Saber sofrer
Se eu tivesse a menor vocação para coach, faria minhas palestras motivacionais em cima dessa expressão muito usada no futebol, mas que serve para tudo. Saber sofrer.
Se possível, bem que eu gostaria de não ter aprendido a matéria, mas viver sem sofrer é para os fracos. Só mesmo a pessoa sendo transportada para uma bolha assim que chega ao mundo para não sofrer.
Não que o isolamento não seja uma pena, como sabemos. Dizem que o rei Charles, aka príncipe Charles, foi poupado de todos os dissabores pela entourage que o cercou desde criancinha. Resultado: dorme até hoje com seu ursinho de pelúcia da infância. Não sei o que isso significa, mas que é estranho, é.
Sofrer faz parte, infelizmente. São os sofrimentos superados que fazem da gente essa fortaleza que balança, mas não cai. Ou que cai, mas se levanta.
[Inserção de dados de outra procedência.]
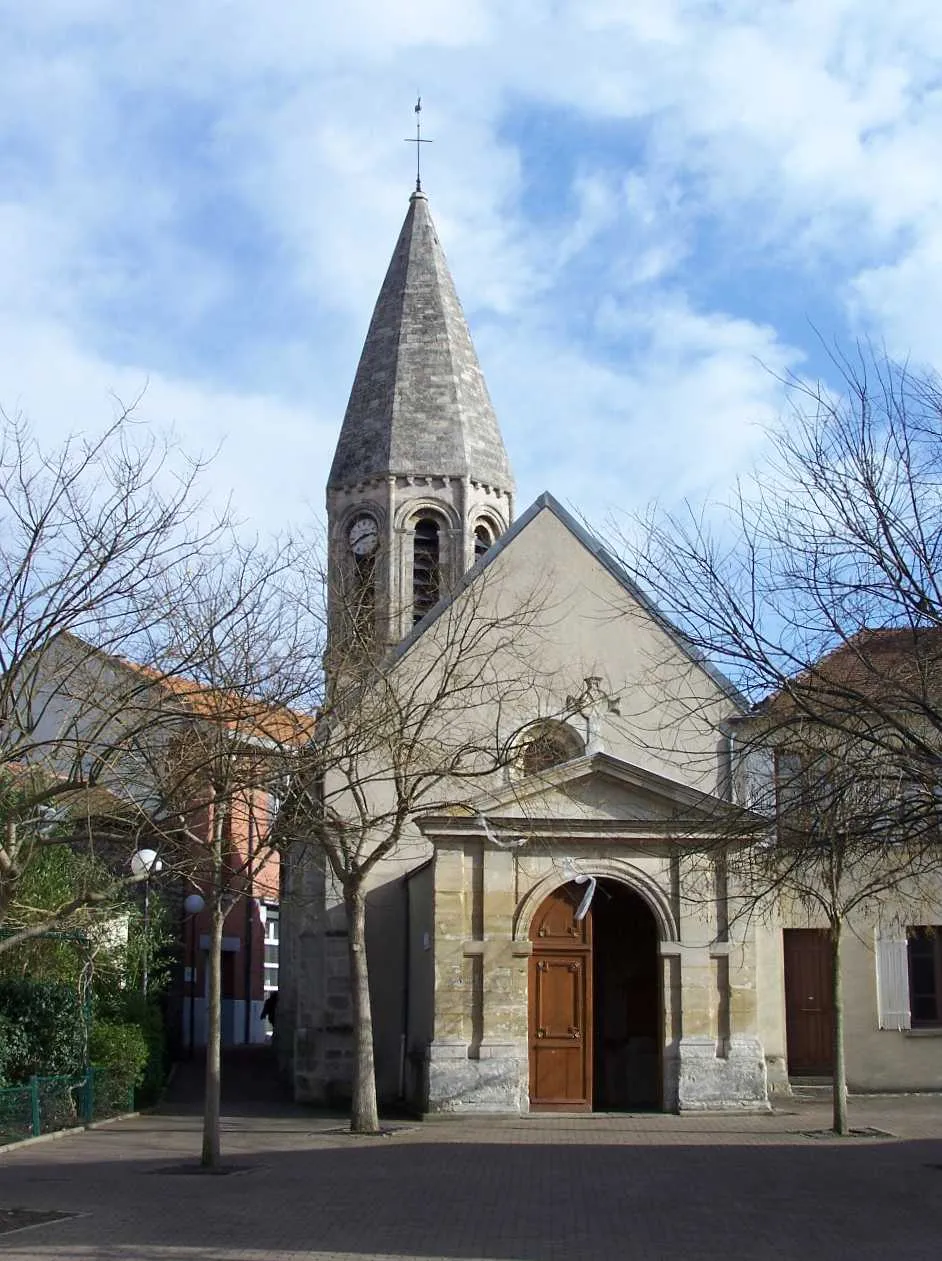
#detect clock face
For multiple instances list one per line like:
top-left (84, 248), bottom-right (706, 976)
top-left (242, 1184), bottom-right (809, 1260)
top-left (348, 516), bottom-right (380, 556)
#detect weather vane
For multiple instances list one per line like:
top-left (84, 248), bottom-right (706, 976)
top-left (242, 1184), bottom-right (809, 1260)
top-left (406, 97), bottom-right (434, 193)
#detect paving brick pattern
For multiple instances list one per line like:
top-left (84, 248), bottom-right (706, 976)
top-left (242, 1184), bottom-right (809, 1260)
top-left (0, 1096), bottom-right (942, 1261)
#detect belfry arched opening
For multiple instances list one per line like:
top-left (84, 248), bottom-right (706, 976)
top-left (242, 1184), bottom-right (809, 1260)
top-left (528, 879), bottom-right (663, 1112)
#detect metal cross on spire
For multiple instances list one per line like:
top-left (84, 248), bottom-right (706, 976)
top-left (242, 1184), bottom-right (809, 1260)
top-left (406, 97), bottom-right (435, 193)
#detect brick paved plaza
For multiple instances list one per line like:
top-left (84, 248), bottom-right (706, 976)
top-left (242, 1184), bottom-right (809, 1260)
top-left (0, 1096), bottom-right (942, 1261)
E nem me refiro aqui ao mais trágico dos sofrimentos, a perda de alguém, que vai doer para sempre, por mais que o tempo passe. Perdas, quais sejam, são sofrimentos que não se aprende, nem se esquece. Proust: "Só se cura um sofrimento depois de suportá-lo até o fim". Espera-se que até o fim do sofrimento, não do sofredor.
O sofrimento também acaba sendo essencial para a arte, quase uma estética. Sem ele, as maiores obras-primas não existiriam. Literatura, pintura, teatro, música, cinema, até mesmo uma linha escrita na porta do banheiro mais imundo do bar mais mequetrefe. O sofrimento não só ajuda a criar, como a purgar.
Pessoalmente, quando passo por dificuldades, gosto de ler frases sobre o sofrimento para me consolar. Penso: se o meu sofrimento não rendeu pelo menos uma frase boa, então estou sofrendo de barriga cheia.
Dante: "Não há dor maior do que nos recordarmos dos dias felizes quando estamos na miséria". Chico: "Quando chegar o momento/ esse meu sofrimento/ vou cobrar com juros". Bandeira: "Eu faço versos como quem morre". Imagine o que tem de dor nesse verso de um poema que se chama Desencanto. Batatinha: "Meu desespero ninguém vê/ Sou diplomado em matéria de sofrer".
Saber sofrer, no futebol, é aguentar a pressão, o calor, o bafo na nuca. É não desistir se tomar um gol e continuar indo para cima, mesmo que isso signifique levar outro gol. É correr atrás e não desistir. Se eu tivesse a menor vocação para coach, trataria de fazer minha palestra motivacional em cima desse conceito, e ilustraria o power point com a imagem da maratonista Gabriela Andersen cruzando a linha de chegada toda estropiada, mas sem desistir, nas Olimpíadas de 1984, e preencheria as outras lâminas com flores se abrindo, pássaros voando e o sol se pondo no Guaíba.
Mas que nada. Sigo aqui, lendo minhas pílulas de sofrimento, como em Convite Triste, do Drummond:
"Meu amigo, vamos sofrer, vamos beber, vamos ler jornal, vamos dizer que a vida é ruim, meu amigo, vamos sofrer". Mas vamos fazer tudo isso com sabedoria, para tirar 10 com estrelinha em sofrimento. E depois recomeçar. Ah, se eu tivesse vocação para coach.